The exterior design of the CR-Z is unique and sharp-looking. Its big grille helps its sports car image, while the rear hatchback maintains a height near that of the roof.
The CR-Z uses Honda's Integrated Motor Assist hybrid system, with an electric motor throwing in a little boost to help out the gas engine. Total horsepower is 122.
A two-seater, the CR-Z requires some bending to get in. Once ensconced in the cabin, head and leg room is fine, but rear-quarter visibility is compromised by the sides.
A tight, sporty suspension means the CR-Z handles well, turning in easily and rotating in hard corners.
The tinted window under the hatch lip is not great for rear visibility, and the clear window above it is nearly horizontal.
As a hatchback, the CR-Z offers easily accessible and usable cargo space.
In lieu of rear seats, the CR-Z has this odd parcel shelf. Separated from the main cargo area, it makes for awkward storage.
There is a huge disparity between the driver's high-tech instrument panel and the navigation system, which uses older software.
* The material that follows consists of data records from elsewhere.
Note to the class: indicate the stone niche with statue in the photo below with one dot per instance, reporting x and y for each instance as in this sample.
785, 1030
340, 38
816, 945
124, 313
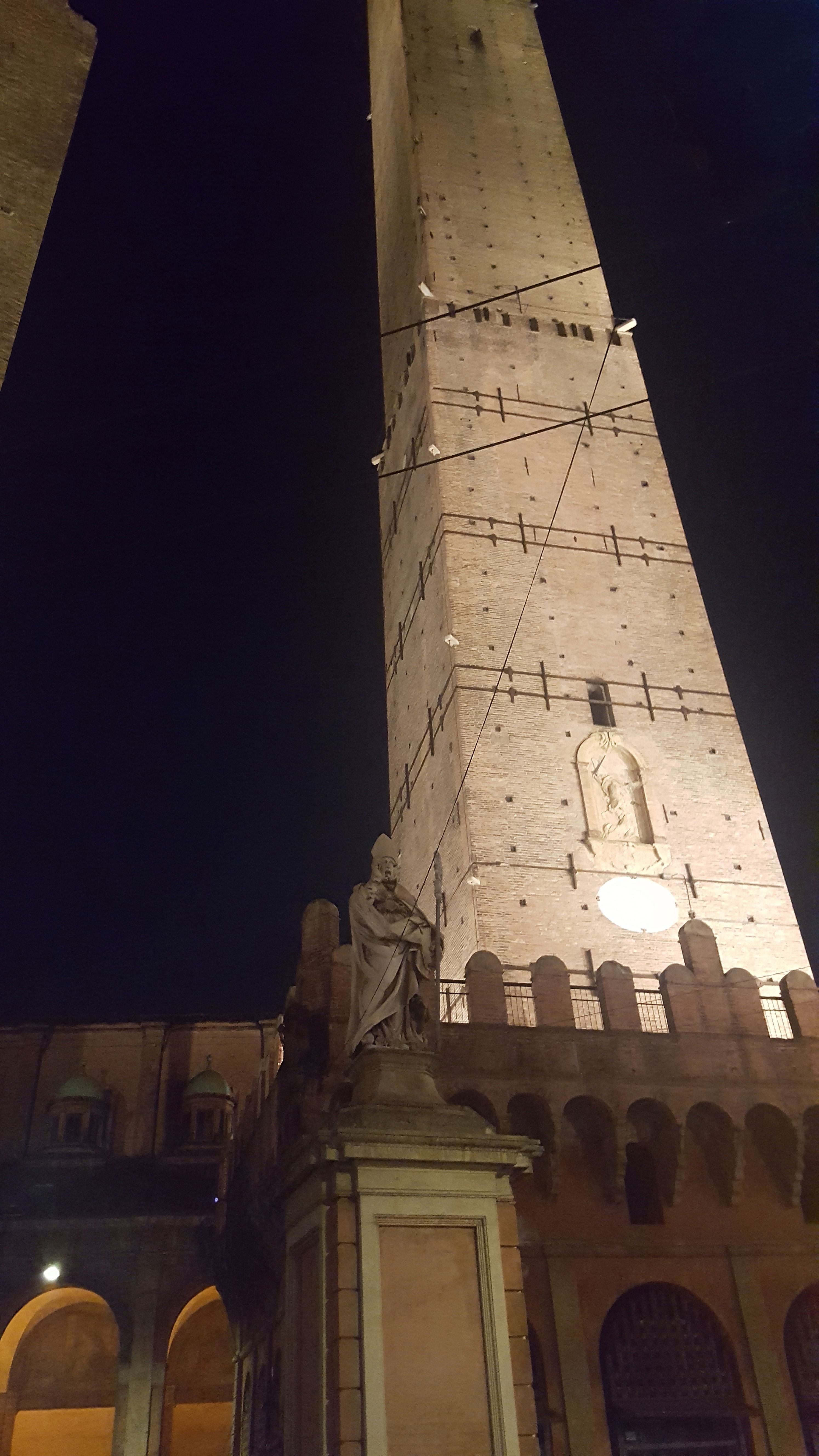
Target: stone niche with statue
623, 820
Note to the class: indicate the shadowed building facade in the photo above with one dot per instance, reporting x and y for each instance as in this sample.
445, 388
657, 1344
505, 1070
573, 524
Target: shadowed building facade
114, 1340
544, 628
588, 1225
650, 1278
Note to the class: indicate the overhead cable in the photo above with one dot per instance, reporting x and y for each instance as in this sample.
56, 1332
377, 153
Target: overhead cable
579, 420
480, 303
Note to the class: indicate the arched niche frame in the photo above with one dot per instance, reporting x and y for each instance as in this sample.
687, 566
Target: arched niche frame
623, 835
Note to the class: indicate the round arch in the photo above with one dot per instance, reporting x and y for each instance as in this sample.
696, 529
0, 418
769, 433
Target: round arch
206, 1296
31, 1315
671, 1380
199, 1382
802, 1350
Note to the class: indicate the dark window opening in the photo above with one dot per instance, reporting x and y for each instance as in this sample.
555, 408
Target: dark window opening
540, 1392
601, 705
73, 1128
671, 1378
205, 1128
802, 1347
642, 1193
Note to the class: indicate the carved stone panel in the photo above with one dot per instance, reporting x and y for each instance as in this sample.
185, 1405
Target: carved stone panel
621, 832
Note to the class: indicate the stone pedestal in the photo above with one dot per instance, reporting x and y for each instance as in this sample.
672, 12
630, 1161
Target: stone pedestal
404, 1301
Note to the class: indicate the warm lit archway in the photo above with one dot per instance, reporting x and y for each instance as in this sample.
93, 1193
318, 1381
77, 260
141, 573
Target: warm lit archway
199, 1380
59, 1372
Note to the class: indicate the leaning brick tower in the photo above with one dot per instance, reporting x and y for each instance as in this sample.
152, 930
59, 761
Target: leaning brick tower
533, 544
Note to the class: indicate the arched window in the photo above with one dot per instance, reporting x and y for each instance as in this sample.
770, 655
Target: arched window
642, 1191
802, 1347
670, 1378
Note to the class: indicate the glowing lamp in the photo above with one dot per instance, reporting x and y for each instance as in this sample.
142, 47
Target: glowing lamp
638, 905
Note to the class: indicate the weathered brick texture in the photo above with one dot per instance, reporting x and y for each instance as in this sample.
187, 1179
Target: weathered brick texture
477, 196
46, 52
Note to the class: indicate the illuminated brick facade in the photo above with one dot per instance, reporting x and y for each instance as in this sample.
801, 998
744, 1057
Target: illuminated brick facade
477, 196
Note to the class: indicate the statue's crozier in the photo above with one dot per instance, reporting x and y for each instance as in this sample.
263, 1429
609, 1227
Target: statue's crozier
393, 954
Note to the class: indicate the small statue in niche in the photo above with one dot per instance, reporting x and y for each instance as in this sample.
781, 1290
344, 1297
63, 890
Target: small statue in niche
621, 835
393, 956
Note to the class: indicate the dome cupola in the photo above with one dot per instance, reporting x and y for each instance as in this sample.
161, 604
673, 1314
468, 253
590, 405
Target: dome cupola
207, 1110
79, 1114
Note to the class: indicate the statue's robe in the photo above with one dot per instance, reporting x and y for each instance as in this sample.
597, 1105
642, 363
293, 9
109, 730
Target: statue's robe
393, 954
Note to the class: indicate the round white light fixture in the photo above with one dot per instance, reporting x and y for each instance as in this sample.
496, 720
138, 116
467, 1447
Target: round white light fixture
638, 905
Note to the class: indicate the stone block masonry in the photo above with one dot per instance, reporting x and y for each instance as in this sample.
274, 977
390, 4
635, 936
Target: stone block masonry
544, 517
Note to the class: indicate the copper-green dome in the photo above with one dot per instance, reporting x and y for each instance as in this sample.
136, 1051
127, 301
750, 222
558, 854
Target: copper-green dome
207, 1084
81, 1087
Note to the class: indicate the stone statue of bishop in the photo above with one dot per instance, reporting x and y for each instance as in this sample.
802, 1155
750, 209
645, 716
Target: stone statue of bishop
393, 954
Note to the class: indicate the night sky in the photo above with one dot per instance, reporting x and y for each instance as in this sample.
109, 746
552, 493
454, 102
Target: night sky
193, 739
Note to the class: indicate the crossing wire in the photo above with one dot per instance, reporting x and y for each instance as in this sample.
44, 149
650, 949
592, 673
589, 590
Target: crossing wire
495, 692
482, 303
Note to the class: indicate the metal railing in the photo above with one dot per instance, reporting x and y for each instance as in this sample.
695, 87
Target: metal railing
454, 1008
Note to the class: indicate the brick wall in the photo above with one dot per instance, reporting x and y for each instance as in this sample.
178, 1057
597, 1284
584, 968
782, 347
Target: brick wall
477, 196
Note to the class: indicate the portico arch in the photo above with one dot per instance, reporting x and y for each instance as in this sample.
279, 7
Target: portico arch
199, 1382
59, 1375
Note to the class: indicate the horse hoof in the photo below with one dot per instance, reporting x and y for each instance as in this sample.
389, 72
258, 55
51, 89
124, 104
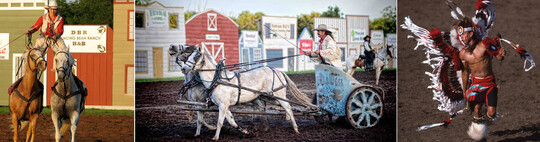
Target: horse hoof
245, 132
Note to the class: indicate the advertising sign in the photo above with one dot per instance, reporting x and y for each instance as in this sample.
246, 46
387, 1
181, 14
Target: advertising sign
212, 37
391, 39
377, 37
357, 35
157, 18
86, 39
250, 39
4, 46
306, 45
279, 31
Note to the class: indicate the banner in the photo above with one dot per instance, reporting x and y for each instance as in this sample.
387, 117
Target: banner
306, 45
86, 39
391, 39
357, 35
4, 43
377, 37
157, 18
250, 39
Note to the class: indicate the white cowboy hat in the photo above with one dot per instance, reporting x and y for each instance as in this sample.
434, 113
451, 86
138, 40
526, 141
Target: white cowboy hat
322, 27
52, 5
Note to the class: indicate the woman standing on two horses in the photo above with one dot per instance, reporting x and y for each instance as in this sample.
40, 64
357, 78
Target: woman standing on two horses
328, 52
368, 52
52, 28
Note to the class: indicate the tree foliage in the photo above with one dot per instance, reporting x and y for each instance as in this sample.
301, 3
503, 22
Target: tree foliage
306, 21
247, 20
332, 12
87, 12
387, 22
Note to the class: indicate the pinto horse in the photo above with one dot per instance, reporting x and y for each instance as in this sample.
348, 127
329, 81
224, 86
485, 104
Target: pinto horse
353, 62
26, 95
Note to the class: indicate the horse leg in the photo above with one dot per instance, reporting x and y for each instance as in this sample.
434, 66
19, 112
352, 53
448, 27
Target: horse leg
74, 121
57, 125
223, 108
378, 73
289, 114
200, 121
206, 124
15, 127
33, 126
231, 121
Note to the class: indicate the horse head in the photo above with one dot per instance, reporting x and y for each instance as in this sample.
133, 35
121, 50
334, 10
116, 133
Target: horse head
36, 59
181, 52
63, 63
194, 61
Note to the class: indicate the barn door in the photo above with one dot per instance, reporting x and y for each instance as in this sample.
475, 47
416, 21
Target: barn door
215, 49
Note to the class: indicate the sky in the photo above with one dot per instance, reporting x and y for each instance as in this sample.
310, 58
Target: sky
372, 8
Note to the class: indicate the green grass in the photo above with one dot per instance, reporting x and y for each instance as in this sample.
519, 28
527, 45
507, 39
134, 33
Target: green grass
47, 110
158, 79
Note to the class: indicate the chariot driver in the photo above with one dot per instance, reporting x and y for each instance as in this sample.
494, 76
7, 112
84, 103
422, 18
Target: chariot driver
52, 28
327, 52
477, 72
368, 52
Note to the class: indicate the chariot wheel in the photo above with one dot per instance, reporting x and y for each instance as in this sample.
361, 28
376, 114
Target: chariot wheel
364, 107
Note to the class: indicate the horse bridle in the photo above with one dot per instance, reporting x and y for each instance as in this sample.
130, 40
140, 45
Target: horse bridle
192, 64
36, 61
67, 68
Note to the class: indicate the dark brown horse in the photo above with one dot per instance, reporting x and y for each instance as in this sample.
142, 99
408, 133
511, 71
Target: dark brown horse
26, 95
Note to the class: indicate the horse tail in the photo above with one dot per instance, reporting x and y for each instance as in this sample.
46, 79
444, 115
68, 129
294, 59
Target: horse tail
301, 97
22, 125
66, 125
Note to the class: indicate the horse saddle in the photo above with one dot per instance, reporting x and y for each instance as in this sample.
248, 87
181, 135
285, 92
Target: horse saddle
362, 57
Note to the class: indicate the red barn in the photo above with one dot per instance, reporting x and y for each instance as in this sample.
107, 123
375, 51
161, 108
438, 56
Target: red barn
216, 33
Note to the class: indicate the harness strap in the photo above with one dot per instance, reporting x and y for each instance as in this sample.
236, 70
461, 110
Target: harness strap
239, 87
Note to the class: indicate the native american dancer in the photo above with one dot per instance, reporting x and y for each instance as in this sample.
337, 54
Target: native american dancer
470, 53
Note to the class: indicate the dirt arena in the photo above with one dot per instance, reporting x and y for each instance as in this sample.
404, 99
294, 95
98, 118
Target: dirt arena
157, 120
91, 128
518, 99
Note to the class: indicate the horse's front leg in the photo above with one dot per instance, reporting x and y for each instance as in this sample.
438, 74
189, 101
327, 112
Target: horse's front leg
15, 126
231, 121
33, 126
223, 109
74, 121
57, 125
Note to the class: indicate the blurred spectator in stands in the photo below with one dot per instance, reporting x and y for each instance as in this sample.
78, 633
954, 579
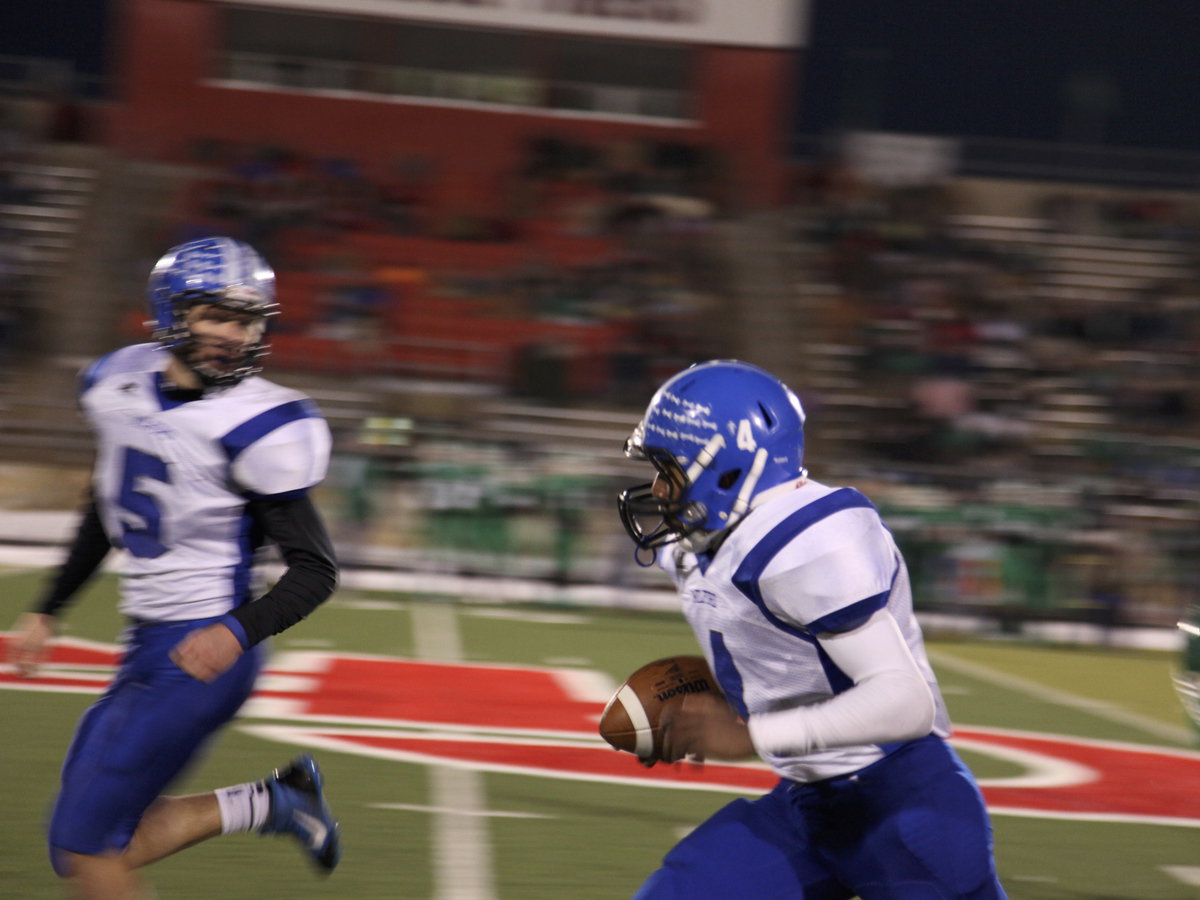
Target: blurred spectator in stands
403, 196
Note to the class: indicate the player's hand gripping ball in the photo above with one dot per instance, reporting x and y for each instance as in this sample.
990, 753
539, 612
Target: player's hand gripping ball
633, 719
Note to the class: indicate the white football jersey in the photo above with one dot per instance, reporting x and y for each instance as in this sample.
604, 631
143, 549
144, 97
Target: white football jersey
172, 480
808, 561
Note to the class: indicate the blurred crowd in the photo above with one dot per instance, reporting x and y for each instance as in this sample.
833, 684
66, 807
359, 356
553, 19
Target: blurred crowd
1035, 436
613, 240
1041, 425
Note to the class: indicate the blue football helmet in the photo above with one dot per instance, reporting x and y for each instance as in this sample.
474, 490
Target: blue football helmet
719, 433
220, 271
The wheel offers sharp turn-in with the CR-Z, contributing to its fun character. The wheel is fitted with buttons for the audio system, voice command, and phone system.
The CR-Z can be had with either Honda's excellent six-speed manual or this continuously variable transmission, which has seven virtual gears.
Honda's older navigation system uses low-resolution maps with jagged lines, doing nothing for the car's image.
Big gray blocks make up most of this car's cabin tech interface. It is usable, but ugly.
The Bluetooth phone system offers modern features, such as importing a paired phone's contact list and making it available on the screen.
The contact list interface is quirky, forcing users to search rather than merely peruse a list. The search function can be distracting.
The CR-Z offers a number of audio sources, such as an MP3-compatible CD player, satellite radio, and USB. There is also a PC Card slot behind the LCD.
The USB port takes an iPod cable, and shows this interface for browsing a music library.
The audio system is one of the better features of the CR-Z's cabin tech, with six speakers, a subwoofer, and a 360-watt amp.